August 11, 2017 | Dianna Jacobsen

As business owners, chances are that we need other people in our team to support us, whether these are employees, contractors, or other forms of outsourced support. And sometimes managing staff, with various personalities and a range of skill-sets can feel like herding goldfish, right?

Too often, small business owners try to save money by personally undertaking all of the tasks required to run their business. However, this is very much a false economy, for a couple of reasons.

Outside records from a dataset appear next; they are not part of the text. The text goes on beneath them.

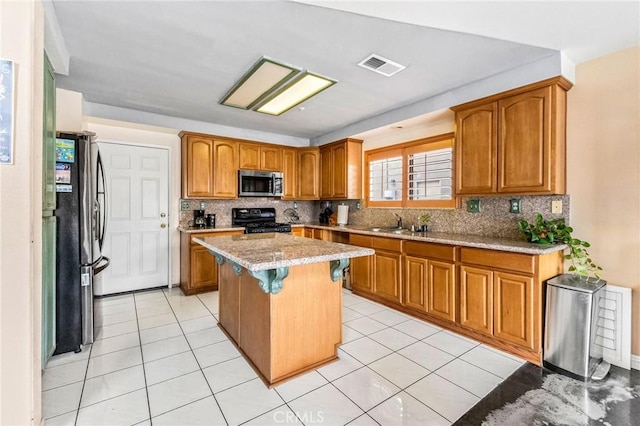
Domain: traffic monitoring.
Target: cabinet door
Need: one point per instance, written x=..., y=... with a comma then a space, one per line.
x=308, y=174
x=197, y=164
x=339, y=161
x=290, y=171
x=387, y=281
x=204, y=269
x=476, y=150
x=49, y=139
x=442, y=293
x=360, y=270
x=326, y=173
x=415, y=285
x=524, y=149
x=225, y=170
x=249, y=156
x=271, y=158
x=476, y=299
x=513, y=309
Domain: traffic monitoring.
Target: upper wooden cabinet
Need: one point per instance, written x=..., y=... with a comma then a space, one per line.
x=290, y=172
x=308, y=174
x=254, y=156
x=197, y=166
x=513, y=142
x=341, y=170
x=209, y=166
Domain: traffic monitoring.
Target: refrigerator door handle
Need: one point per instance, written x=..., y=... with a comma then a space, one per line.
x=97, y=268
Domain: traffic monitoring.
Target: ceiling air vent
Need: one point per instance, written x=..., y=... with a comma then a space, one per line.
x=384, y=66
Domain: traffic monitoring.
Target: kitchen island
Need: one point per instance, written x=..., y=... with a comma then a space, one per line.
x=281, y=299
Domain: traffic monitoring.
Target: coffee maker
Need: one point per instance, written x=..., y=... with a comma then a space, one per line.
x=199, y=220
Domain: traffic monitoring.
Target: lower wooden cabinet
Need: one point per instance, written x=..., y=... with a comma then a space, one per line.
x=361, y=268
x=429, y=283
x=198, y=268
x=476, y=299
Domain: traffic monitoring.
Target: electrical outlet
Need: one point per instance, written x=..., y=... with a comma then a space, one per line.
x=473, y=205
x=515, y=205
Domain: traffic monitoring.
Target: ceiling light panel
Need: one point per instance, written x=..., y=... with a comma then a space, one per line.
x=258, y=83
x=304, y=87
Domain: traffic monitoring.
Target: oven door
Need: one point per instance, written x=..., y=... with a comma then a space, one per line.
x=255, y=183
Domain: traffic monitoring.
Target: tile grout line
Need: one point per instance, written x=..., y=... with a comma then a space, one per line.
x=144, y=370
x=200, y=367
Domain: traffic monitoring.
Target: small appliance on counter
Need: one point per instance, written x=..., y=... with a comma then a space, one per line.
x=257, y=221
x=343, y=214
x=211, y=220
x=326, y=212
x=199, y=220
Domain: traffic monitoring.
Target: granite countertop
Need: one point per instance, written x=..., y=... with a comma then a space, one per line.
x=476, y=241
x=258, y=252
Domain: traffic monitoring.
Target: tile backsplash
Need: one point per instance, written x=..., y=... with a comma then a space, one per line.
x=494, y=218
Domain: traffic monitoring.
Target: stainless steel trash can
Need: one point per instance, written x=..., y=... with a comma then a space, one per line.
x=570, y=325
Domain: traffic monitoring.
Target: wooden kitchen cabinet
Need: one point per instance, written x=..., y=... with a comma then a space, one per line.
x=429, y=279
x=198, y=268
x=209, y=166
x=225, y=168
x=255, y=156
x=308, y=174
x=513, y=142
x=387, y=268
x=341, y=170
x=290, y=172
x=197, y=166
x=476, y=299
x=501, y=295
x=361, y=268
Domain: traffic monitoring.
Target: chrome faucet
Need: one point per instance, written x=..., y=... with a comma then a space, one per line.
x=399, y=220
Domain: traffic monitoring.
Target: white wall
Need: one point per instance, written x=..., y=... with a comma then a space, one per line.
x=21, y=40
x=130, y=133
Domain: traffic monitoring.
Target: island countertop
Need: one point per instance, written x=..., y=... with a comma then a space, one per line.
x=259, y=252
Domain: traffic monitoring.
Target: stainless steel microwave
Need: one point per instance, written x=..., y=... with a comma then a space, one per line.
x=257, y=183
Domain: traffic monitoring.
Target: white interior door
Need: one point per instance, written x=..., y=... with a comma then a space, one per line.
x=137, y=235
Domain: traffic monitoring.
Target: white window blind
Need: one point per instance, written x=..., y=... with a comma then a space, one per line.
x=430, y=175
x=385, y=179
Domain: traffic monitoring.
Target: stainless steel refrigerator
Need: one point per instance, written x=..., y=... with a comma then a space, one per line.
x=81, y=225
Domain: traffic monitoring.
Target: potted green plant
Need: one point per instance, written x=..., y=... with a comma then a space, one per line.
x=555, y=231
x=424, y=222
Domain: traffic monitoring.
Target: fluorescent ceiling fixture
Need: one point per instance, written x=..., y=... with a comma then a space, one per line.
x=299, y=91
x=261, y=80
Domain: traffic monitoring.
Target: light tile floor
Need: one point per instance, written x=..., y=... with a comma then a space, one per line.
x=159, y=358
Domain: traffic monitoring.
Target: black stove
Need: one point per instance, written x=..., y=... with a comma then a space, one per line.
x=258, y=220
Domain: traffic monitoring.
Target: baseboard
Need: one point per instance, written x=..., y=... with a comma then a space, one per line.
x=635, y=362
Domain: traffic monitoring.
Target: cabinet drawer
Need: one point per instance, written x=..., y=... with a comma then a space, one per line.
x=360, y=240
x=432, y=251
x=390, y=244
x=499, y=259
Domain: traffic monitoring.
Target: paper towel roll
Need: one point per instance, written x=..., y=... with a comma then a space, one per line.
x=343, y=213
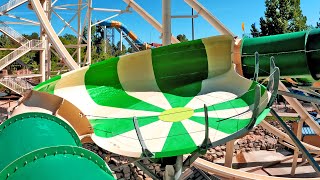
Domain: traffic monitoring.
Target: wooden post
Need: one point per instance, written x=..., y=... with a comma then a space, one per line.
x=296, y=150
x=229, y=153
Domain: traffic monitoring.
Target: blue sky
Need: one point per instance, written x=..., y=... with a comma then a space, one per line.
x=231, y=12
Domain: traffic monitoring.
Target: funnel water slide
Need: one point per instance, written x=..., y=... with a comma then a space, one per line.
x=39, y=146
x=152, y=103
x=121, y=26
x=296, y=54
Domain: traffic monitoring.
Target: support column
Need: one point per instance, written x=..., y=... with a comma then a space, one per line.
x=44, y=59
x=79, y=34
x=166, y=22
x=229, y=153
x=296, y=149
x=121, y=40
x=89, y=44
x=42, y=65
x=105, y=39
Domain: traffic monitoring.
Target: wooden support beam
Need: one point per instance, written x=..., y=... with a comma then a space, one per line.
x=296, y=150
x=229, y=153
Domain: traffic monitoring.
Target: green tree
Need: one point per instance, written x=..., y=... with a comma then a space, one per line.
x=182, y=38
x=281, y=16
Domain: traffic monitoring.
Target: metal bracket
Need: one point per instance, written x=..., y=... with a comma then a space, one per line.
x=273, y=82
x=146, y=170
x=145, y=151
x=255, y=112
x=256, y=70
x=300, y=97
x=298, y=143
x=204, y=146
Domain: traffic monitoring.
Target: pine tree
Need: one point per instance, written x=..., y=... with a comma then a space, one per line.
x=281, y=16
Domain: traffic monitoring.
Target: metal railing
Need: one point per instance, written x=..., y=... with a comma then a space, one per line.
x=17, y=85
x=22, y=50
x=11, y=4
x=12, y=33
x=12, y=85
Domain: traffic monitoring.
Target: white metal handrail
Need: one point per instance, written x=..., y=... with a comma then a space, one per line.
x=22, y=50
x=11, y=5
x=12, y=85
x=11, y=32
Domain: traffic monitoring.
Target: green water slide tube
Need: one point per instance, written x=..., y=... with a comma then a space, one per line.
x=152, y=103
x=296, y=54
x=37, y=146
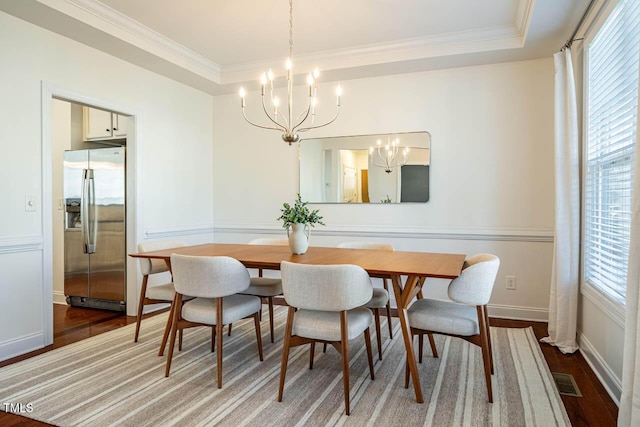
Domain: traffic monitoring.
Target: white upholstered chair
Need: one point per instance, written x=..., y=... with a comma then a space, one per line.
x=154, y=294
x=326, y=305
x=215, y=283
x=466, y=315
x=266, y=287
x=380, y=297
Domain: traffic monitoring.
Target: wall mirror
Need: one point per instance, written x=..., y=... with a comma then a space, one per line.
x=382, y=168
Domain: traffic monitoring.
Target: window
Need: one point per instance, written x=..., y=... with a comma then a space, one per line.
x=611, y=120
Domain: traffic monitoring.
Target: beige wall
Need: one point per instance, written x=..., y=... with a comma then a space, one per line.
x=491, y=171
x=173, y=190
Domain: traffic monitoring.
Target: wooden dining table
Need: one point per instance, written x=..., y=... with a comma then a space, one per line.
x=415, y=266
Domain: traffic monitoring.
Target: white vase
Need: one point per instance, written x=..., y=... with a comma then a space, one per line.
x=299, y=238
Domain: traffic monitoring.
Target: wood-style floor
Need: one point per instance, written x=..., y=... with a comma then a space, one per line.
x=595, y=408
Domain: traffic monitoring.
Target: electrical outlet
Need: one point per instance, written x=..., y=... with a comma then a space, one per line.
x=30, y=203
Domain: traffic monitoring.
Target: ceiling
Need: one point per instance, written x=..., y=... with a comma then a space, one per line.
x=218, y=45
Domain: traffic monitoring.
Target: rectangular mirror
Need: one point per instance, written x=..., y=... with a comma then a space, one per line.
x=383, y=168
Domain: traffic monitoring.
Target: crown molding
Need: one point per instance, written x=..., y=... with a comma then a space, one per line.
x=118, y=25
x=486, y=39
x=114, y=23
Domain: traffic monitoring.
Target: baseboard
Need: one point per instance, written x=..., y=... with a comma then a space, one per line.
x=21, y=345
x=59, y=298
x=533, y=314
x=599, y=366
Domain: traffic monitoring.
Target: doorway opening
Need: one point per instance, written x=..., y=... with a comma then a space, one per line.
x=65, y=129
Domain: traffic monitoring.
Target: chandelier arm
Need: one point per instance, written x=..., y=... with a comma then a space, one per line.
x=264, y=107
x=286, y=123
x=303, y=113
x=306, y=114
x=324, y=124
x=260, y=126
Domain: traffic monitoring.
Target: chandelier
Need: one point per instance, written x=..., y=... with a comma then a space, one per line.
x=389, y=156
x=287, y=123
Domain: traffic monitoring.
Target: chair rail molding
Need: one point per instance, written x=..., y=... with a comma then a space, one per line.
x=10, y=245
x=177, y=231
x=437, y=233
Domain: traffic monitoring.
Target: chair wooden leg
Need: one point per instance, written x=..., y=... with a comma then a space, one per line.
x=219, y=339
x=285, y=352
x=484, y=344
x=367, y=343
x=486, y=322
x=406, y=373
x=167, y=328
x=256, y=323
x=345, y=359
x=376, y=317
x=143, y=291
x=406, y=366
x=312, y=351
x=270, y=301
x=389, y=324
x=432, y=343
x=174, y=327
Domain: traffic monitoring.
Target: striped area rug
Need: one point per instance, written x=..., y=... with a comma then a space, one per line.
x=110, y=380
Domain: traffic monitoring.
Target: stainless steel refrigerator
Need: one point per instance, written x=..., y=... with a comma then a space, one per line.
x=95, y=232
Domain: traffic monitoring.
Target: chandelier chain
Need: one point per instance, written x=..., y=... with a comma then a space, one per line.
x=290, y=28
x=287, y=123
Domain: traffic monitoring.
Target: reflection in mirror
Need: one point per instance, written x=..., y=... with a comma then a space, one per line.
x=386, y=168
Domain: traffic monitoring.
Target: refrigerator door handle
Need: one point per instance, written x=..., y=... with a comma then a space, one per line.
x=84, y=213
x=91, y=219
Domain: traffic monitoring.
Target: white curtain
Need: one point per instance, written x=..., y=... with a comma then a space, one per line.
x=563, y=300
x=629, y=413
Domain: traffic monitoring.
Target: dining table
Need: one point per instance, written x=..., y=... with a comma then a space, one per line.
x=415, y=267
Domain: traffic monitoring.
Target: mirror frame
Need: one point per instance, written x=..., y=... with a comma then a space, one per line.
x=331, y=161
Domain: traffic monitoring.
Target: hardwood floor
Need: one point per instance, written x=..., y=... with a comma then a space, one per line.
x=595, y=408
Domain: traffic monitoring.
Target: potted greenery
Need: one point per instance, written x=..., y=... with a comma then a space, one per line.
x=297, y=219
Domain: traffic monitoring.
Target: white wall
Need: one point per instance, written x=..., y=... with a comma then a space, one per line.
x=491, y=170
x=60, y=141
x=173, y=163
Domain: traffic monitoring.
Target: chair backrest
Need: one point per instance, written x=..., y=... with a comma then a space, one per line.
x=208, y=277
x=475, y=283
x=152, y=266
x=325, y=287
x=269, y=241
x=367, y=245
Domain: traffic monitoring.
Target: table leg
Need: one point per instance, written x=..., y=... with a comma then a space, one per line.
x=406, y=330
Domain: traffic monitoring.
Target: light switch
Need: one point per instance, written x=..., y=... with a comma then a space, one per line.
x=30, y=203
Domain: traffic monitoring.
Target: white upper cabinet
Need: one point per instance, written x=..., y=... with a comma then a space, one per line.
x=101, y=125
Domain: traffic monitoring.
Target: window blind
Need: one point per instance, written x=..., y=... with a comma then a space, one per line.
x=612, y=108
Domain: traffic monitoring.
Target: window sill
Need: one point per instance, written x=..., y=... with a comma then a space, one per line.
x=611, y=308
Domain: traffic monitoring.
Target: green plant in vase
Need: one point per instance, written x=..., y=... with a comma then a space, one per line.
x=297, y=219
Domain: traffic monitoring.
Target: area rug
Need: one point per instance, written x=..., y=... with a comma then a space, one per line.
x=110, y=380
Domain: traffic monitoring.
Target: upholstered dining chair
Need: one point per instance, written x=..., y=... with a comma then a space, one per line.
x=266, y=287
x=215, y=282
x=380, y=297
x=466, y=315
x=326, y=305
x=154, y=294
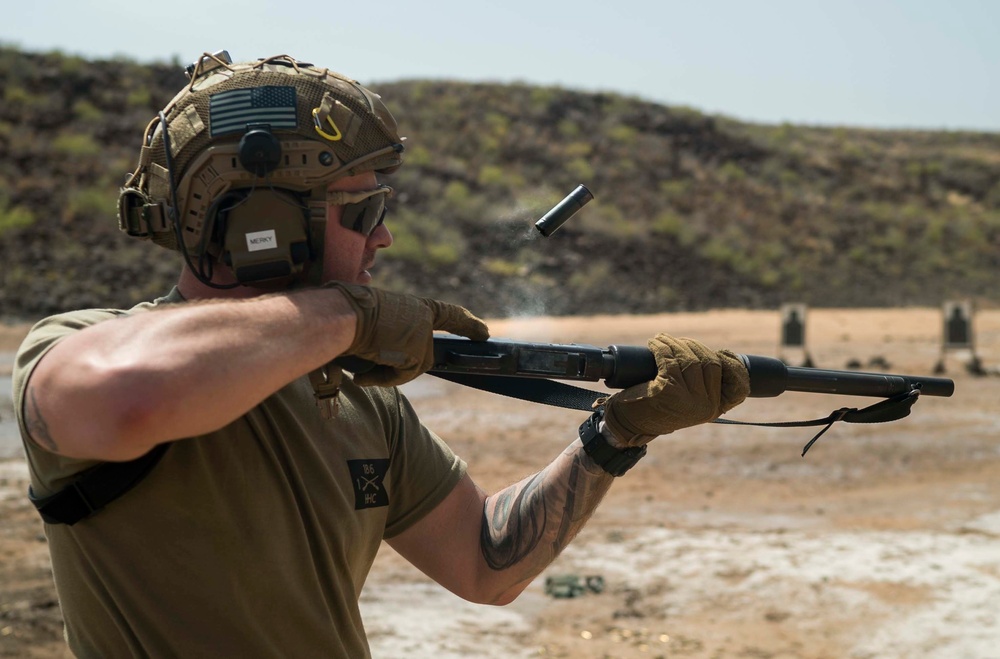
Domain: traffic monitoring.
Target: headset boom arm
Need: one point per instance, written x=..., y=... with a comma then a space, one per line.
x=622, y=366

Firstly, often the ancillary tasks that the business owner is performing herself are worth a lower hourly rate than the task for which they invoice their clients. For instance, people often undertake their own bookkeeping, grudgingly, rather than paying a qualified bookkeeping, say, $40 per hour. But if they spend 10 hours per month doing the bookkeeping, and a bookkeeper might get this done in 5 hours, they would have spent $200 and purchased back 10 valuable hours of their time!

More than this, if their own professional skill-set was charged out at $50 per hour, they have potentially spent $200 to make $500, PLUS they are gaining exposure in their own field, rather than being hidden away in their back office.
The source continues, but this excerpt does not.